Si bien solo conocemos las Sátiras de Ennio gracias a citas tardías y alusiones a

menudo enigmáticas, la obra de Lucilio ha dejado un rastro más claro, aunque no

la conservemos por entero. Lucilio, un noble originario de Sessa Aurunca, en los

confines de Campania, es dos generaciones más joven que Ennio, pues nació en

148 (veinte años después de morir este). Fue uno de los primeros romanos que

viajó a Grecia para adquirir una cultura filosófica. Amigo, como Terencio, de los

Escipiones, fue compañero de Escipión Emiliano en España durante la guerra

numantina, en el año 133. Poco después, siendo aún muy joven, debutaba como

poeta con el género de la sátira, que empezó componiendo, como Ennio, en

troqueos y jámbicos, que eran los versos propios de los géneros dramáticos.
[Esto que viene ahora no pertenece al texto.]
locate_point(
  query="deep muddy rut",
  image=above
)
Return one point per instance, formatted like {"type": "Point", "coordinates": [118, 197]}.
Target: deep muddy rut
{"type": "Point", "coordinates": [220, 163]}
Más

adelante, en la última parte de su obra (la que, en el compendio publicado, forma

los veinte primeros volúmenes), utilizó únicamente el hexámetro, creando de

este modo la forma definitiva de la sátira, poema «sosegado», más narrativo y

meditativo que dramático, poco a poco encaminado hacia la regularidad formal

de la que hará gala más adelante.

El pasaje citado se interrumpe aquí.